China: Dominasi Pengolahan Meski Cadangan Modest
China menyimpan 3 juta metrik ton cadangan lithium—yang paling kecil di antara empat besar—namun perannya di pasar global jauh melampaui volume cadangan. Negara ini memproduksi 41.000 metrik ton pada tahun 2024 dan mendominasi manufaktur dan pengolahan baterai ion lithium global. China saat ini mengimpor sebagian besar lithium yang dibutuhkan untuk industri baterainya dari Australia dan pemasok lain, bergantung pada keahlian pengolahan daripada cadangan domestik.
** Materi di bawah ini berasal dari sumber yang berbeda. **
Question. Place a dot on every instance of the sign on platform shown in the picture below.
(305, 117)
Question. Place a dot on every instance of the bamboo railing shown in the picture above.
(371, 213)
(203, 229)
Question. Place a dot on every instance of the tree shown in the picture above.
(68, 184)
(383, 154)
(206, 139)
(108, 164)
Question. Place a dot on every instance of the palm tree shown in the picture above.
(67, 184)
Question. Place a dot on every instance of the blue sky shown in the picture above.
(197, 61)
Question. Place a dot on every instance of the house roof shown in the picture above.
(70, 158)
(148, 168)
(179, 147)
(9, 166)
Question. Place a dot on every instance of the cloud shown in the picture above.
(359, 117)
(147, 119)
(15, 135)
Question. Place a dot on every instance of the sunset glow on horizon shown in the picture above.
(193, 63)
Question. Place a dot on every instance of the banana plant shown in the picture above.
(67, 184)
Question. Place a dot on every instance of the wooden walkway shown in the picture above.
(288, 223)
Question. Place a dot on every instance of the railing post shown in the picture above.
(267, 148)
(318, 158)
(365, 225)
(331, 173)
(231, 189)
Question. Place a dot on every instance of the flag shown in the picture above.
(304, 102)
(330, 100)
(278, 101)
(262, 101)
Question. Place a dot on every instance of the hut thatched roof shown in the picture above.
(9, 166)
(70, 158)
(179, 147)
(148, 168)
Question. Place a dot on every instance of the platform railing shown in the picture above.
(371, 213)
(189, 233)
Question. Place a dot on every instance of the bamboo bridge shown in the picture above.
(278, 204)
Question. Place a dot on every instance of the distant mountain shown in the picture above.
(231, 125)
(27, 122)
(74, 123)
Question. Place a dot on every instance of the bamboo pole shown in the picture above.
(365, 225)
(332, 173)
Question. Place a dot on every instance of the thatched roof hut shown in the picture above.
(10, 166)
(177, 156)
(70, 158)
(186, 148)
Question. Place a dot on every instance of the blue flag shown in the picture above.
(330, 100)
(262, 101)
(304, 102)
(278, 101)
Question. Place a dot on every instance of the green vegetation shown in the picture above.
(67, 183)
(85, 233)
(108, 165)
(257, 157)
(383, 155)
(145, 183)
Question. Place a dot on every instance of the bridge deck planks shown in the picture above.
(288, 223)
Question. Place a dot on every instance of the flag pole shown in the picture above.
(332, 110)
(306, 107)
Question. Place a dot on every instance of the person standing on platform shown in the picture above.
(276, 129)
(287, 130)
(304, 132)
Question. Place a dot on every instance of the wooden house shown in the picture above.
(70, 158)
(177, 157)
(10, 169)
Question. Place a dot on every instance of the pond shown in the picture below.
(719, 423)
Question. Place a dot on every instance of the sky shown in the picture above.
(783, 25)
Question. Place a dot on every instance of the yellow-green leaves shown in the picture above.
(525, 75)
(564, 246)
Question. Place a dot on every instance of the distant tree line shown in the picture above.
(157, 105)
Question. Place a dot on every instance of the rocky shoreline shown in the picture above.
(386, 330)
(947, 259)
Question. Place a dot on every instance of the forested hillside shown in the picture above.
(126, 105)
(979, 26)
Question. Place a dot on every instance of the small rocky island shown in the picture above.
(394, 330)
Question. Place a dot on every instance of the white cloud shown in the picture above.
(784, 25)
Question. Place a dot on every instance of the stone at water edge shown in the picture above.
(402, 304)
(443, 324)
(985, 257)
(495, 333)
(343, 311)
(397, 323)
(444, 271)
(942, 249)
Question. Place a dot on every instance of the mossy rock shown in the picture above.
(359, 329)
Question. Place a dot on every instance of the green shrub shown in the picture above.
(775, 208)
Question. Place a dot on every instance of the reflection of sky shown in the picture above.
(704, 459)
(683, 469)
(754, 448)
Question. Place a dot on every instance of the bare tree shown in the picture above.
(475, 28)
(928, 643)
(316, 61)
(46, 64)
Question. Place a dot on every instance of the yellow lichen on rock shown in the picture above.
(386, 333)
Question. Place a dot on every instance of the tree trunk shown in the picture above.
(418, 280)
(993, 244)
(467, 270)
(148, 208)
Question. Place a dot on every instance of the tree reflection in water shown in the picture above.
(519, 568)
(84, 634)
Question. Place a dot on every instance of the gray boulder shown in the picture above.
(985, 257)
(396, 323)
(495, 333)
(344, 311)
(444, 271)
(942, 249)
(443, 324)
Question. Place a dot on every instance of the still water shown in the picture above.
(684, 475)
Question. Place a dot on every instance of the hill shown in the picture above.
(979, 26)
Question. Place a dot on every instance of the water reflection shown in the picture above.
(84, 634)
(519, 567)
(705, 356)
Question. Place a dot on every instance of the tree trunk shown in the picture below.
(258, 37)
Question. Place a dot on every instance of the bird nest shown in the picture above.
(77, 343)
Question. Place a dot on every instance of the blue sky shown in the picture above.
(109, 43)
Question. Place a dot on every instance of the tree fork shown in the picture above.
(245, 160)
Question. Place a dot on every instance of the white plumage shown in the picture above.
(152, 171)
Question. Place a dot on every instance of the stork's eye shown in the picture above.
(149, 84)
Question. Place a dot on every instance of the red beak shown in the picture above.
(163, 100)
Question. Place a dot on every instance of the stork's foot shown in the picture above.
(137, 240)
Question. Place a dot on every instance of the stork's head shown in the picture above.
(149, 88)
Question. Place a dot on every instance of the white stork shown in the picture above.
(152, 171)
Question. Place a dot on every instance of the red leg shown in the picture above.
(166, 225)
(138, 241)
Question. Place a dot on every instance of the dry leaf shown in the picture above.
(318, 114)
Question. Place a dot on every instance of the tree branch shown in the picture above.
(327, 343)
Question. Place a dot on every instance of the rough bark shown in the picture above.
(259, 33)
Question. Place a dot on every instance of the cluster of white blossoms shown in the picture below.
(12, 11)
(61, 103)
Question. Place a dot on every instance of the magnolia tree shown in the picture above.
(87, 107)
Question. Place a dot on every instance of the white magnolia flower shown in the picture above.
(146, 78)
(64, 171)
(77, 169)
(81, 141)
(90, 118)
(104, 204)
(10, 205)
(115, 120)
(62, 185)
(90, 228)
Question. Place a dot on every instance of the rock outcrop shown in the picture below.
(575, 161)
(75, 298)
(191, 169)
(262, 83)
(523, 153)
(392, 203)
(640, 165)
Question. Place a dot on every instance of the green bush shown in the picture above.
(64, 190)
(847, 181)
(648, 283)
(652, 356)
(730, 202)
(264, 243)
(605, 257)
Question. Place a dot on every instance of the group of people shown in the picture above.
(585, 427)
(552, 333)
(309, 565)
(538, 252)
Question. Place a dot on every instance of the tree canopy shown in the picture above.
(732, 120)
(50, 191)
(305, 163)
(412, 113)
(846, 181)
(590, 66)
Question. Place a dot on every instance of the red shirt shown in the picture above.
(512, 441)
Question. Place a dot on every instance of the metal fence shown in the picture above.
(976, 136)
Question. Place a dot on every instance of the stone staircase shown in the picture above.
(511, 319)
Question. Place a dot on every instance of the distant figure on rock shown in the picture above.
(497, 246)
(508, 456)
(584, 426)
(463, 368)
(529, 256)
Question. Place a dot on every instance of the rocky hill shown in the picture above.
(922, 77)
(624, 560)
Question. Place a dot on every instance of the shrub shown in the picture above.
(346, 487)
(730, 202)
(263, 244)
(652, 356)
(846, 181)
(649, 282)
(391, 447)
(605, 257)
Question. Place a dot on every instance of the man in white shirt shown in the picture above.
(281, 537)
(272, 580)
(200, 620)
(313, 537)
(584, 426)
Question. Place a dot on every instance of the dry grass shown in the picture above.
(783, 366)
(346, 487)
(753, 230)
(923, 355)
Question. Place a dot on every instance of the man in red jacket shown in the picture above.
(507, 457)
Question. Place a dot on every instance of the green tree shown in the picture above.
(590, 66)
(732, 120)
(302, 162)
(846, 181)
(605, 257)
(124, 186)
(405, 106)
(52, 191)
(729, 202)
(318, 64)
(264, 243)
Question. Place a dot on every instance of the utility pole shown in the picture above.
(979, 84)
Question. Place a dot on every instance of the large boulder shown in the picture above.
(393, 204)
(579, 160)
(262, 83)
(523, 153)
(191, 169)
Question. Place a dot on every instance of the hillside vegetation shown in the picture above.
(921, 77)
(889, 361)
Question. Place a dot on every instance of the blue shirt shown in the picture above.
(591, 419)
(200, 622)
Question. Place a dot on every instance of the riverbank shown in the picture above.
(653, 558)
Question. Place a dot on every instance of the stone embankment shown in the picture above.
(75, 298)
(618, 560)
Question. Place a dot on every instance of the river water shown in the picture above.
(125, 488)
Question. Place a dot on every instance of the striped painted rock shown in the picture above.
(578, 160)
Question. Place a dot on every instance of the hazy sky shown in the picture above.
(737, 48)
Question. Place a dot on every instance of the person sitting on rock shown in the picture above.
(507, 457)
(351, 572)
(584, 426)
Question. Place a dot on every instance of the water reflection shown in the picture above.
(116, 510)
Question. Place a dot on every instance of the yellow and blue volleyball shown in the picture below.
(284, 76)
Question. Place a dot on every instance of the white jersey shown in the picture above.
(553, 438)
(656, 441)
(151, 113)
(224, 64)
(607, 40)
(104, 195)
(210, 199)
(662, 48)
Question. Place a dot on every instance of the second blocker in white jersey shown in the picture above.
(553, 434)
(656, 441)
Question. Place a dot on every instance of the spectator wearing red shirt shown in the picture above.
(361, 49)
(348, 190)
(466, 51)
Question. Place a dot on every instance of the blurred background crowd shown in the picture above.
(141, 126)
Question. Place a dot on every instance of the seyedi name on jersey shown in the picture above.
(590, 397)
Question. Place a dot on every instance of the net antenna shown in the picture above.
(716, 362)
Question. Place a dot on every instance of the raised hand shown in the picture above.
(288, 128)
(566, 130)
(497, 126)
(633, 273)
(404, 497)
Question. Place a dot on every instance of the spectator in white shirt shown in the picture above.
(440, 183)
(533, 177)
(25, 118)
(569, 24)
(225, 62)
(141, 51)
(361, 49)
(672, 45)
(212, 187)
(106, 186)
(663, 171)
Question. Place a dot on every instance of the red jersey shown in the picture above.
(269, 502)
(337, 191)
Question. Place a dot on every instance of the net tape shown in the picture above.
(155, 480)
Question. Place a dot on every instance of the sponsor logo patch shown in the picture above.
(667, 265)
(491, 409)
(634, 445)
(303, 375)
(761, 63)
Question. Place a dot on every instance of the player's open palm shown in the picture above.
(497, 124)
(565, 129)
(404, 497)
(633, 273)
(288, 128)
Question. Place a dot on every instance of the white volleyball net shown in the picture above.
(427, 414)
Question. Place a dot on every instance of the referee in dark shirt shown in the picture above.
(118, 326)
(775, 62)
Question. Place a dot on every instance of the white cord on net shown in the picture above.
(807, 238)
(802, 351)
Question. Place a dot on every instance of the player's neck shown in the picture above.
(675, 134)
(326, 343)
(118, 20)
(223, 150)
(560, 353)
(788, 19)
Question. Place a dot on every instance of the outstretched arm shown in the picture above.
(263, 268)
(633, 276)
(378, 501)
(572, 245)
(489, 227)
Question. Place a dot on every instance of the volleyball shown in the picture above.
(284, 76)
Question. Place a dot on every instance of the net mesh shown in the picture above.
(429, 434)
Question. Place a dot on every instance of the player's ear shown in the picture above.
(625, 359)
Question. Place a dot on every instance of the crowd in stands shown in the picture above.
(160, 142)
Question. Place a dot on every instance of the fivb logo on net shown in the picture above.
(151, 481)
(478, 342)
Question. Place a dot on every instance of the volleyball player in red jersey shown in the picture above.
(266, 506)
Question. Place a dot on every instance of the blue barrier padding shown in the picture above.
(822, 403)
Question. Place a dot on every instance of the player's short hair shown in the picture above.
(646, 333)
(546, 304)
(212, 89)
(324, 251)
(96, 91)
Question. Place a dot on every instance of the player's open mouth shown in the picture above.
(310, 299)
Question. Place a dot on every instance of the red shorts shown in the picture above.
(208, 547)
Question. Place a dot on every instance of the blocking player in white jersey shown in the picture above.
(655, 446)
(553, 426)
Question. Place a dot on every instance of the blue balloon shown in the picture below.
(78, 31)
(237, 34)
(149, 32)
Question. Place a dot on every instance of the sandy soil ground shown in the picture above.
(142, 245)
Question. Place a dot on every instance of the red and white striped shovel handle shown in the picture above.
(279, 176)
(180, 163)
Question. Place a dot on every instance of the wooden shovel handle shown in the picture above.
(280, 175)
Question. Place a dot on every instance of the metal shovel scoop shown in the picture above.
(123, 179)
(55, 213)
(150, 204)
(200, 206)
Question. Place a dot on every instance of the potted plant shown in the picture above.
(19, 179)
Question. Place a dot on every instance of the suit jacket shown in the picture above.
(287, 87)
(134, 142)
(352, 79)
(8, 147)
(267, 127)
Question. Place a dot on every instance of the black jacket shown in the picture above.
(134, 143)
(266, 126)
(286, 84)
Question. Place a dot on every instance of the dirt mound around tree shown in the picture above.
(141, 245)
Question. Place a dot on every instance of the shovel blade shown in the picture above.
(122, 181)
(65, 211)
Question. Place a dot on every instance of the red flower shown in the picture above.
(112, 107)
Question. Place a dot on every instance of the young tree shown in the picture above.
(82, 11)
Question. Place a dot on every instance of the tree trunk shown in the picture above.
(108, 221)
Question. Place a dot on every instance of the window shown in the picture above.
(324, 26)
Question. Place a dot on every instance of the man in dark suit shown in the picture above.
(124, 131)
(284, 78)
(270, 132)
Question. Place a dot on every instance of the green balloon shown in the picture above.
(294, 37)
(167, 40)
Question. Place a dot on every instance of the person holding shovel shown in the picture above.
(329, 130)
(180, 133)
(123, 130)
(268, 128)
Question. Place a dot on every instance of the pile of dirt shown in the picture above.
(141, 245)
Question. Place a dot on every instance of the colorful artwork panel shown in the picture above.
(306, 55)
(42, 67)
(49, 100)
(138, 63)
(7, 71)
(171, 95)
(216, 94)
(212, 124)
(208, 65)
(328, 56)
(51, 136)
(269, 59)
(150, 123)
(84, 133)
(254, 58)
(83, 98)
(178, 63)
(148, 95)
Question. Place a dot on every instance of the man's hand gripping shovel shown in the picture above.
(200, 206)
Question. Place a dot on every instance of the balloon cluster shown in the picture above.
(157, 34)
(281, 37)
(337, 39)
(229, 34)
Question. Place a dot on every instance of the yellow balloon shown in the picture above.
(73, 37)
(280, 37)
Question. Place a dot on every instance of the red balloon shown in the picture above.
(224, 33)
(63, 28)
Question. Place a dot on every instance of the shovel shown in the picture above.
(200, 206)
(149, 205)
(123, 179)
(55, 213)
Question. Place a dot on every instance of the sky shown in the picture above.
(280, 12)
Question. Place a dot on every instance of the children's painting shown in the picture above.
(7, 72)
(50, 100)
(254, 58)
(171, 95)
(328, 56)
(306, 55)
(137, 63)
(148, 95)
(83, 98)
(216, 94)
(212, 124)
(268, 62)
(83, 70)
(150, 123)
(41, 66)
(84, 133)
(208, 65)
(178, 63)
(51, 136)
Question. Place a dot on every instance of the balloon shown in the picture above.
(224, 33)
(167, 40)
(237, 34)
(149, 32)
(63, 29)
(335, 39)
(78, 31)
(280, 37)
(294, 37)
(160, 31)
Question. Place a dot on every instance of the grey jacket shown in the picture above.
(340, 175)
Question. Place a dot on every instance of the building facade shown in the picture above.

Perkembangan terbaru menandai pergeseran dinamika cadangan. Media China melaporkan awal 2025 bahwa deposit nasional kini mewakili 16,5 persen dari sumber daya global, naik dari 6 persen, yang dikaitkan dengan penemuan sabuk lithium sepanjang 2.800 kilometer di wilayah barat dengan cadangan terbukti melebihi 6,5 juta ton bijih lithium. Namun, ketegangan geopolitik muncul ketika Departemen Luar Negeri AS menuduh China pada Oktober 2024 melakukan praktik penetapan harga predator yang dirancang untuk menghilangkan kompetisi non-China.
Lanskap Cadangan Lithium yang Lebih Luas
Di luar empat besar, cadangan signifikan terdapat di pasar sekunder: Amerika Serikat menyimpan 1,8 juta metrik ton, Kanada 1,2 juta metrik ton, Zimbabwe 480.000 metrik ton, Brasil 390.000 metrik ton, dan Portugal 60.000 metrik ton. Portugal mempertahankan cadangan terbesar di Eropa dan memproduksi 380 metrik ton pada tahun 2024. Produsen sekunder ini semakin penting seiring permintaan baterai yang beragam dalam ketergantungan rantai pasok.
Apa Artinya Ini untuk Transisi Energi
Konsentrasi cadangan lithium di segitiga lithium dan Australia menciptakan peluang sekaligus risiko. Sementara wilayah ini memiliki endowment geologis yang dibutuhkan untuk mendukung dekade produksi baterai, kebijakan regulasi, stabilitas politik, dan iklim investasi akan menentukan apakah kelimpahan cadangan benar-benar berujung pada pasokan nyata. Jejak industri lithium bergantung tidak hanya pada keberadaan cadangan, tetapi juga pada seberapa efisien dan bertanggung jawab pengembangannya.